THE
rickety car rumbled out of the farmyard, taking some old chairs, a clock,
pictures of the Disciples, and a box of documents.
Huddled
inside was the old farmer, leaving his farm after 47 years, and making his
way to the Llan, where a modern house waited, prepared for his retirement.
Most of the furniture had gone before, but here were some possessions
without which the new home would seem strange, and which his son Matthew,
now married and taking over the farm, found superfluous.
Down
the rough road from the Berwyn Mountains the car went, and Huw Huws,
singularly calm and resigned, devoted his farewell journey not to an
outburst of sentiment, but to a recounting of the stock of wealth he had
acquired and to the changes he had seen in those 47 years at Tynewydd
Farm.
They
had been remarkable years in the life of the farmer, thought Huw Huws. No
sooner had you begun counting 1900, 1901, instead of 1898, 1899, than the
changes came rushing along with a speed that alarmed your conservative
nature. When the War came everything was upset and the changes were still
more rapid; but what prices in those days! If only you could get wartime
prices again, what a blessing it would be to the farmers!
Huw
Huws had a methodical mind, the result of years of faithful attendance at
the Sunday school, and of listening to sermons with their three or more
headings.
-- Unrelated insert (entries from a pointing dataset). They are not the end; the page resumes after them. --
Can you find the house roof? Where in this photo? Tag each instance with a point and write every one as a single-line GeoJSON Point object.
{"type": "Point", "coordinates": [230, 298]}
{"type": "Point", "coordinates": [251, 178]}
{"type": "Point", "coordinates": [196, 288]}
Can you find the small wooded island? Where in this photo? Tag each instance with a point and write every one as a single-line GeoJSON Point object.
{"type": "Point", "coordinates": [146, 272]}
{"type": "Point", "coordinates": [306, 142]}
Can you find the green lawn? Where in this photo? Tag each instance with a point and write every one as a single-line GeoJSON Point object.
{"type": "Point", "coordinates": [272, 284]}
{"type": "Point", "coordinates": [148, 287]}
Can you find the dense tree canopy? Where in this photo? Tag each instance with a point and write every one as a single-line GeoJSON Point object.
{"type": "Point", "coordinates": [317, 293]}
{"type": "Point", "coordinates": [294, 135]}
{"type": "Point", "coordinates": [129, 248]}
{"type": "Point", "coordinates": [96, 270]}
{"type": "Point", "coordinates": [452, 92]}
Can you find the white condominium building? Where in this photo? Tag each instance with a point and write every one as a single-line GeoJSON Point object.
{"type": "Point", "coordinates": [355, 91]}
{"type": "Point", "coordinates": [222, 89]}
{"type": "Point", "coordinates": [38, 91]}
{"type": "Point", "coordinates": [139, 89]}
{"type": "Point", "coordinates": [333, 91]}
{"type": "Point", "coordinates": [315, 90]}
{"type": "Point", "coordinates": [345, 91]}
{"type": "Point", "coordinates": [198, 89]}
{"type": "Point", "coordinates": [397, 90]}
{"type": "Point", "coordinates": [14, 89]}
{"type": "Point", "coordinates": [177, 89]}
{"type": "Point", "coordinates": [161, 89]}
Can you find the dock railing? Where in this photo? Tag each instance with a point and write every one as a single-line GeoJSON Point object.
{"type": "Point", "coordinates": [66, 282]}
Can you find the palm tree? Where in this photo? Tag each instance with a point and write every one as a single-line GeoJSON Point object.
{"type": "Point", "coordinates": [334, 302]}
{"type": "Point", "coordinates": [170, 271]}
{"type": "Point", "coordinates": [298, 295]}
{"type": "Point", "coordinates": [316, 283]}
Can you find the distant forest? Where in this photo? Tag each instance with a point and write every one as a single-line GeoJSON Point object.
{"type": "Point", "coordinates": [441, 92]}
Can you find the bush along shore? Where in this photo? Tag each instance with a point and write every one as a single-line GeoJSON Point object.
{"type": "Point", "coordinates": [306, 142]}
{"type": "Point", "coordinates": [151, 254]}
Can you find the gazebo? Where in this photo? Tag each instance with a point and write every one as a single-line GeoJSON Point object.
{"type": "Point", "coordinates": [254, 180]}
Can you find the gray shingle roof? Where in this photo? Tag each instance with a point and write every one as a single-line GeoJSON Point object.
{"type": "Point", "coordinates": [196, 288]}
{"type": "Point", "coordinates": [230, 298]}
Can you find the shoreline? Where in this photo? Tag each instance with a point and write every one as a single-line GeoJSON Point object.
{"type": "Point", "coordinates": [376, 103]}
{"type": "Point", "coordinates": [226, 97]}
He, therefore, found himself counting upon his fingers the
changes in a farmer’s life in the Berwyn Mountains during his 47 years
of farming. “In the old days,” he thought, “we farmers used to boast
of the number of menservants we kept. But where are they today? When we
cut the corn we used to have six men sweeping the fields with the scythe.
They have gone."
And
he recalled the day when he went to the fair at Llanfyllin with his horse
and cart and first saw some new-fangled contraption—a machine. He had
laughed at it, but now all the farmers around had machines, and no one
needed so many labourers. “Of course, the other reason is that I sow no
more corn,” reflected Huw Huws. “When I began the field near the
orchard, the field beyond the thicket, and the field to the west of the
mound were all wheat fields. Now I’ve given up wheat and have become a
sheep farmer pure and simple, apart from my milk business for Oswestry.”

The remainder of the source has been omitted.